To find the volume, you rearrange the formula:

equation: \(V = \frac{M}{\rho}\)

Given the density of platinum as \(21.4 \times 10^{3} \text{ kg/m}^3\), and the mass of the unit cell previously calculated as \(1.296 \times 10^{-24} \text{ kg}\), you substitute these values into the formula:

equation: \(V = \frac{1.296 \times 10^{-24}}{21.4 \times 10^{3}} \text{ m}^3\)

This calculation yields the volume of the unit cell as \(6.06 \times 10^{-29} \text{ m}^3\). Knowing both the mass and the density allows for the identification of the unit cell volume, an important step towards determining the side length of the unit cell.

After finding the volume of the unit cell, you need to calculate the side length (a).

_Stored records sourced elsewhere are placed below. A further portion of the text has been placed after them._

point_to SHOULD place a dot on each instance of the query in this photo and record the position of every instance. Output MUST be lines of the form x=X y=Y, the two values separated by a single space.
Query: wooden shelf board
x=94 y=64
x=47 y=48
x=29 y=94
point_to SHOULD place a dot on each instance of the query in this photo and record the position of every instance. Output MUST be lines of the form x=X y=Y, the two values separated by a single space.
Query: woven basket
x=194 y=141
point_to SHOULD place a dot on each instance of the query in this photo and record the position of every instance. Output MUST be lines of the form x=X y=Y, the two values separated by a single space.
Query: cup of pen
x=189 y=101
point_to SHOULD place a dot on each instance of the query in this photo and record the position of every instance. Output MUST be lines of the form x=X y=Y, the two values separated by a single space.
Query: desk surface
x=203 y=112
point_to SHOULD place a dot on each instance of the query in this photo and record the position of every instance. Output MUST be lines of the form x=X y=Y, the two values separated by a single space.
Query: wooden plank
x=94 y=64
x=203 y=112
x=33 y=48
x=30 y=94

Since a unit cell in an fcc structure forms a cube, its volume can be represented as \(\text{side length}^3\) or a^3.

To find the side length:

• We have the volume \(V = 6.06 \times 10^{-29} \text{ m}^3\).
• We solve for a: \(a = \root{3} (6.06 \times 10^{-29}) \text{ m}\).
• This results in \(a = 3.93 \times 10^{-10} \text{ m}\).

Finally, convert the side length from meters to Angstroms (Å), knowing that 1 meter equals 10^10 Å:

Thus, \a = 3.93 Å.

Understanding this conversion is crucial, as crystallographic dimensions are often conveniently represented in Angstroms in the realm of chemistry and materials science.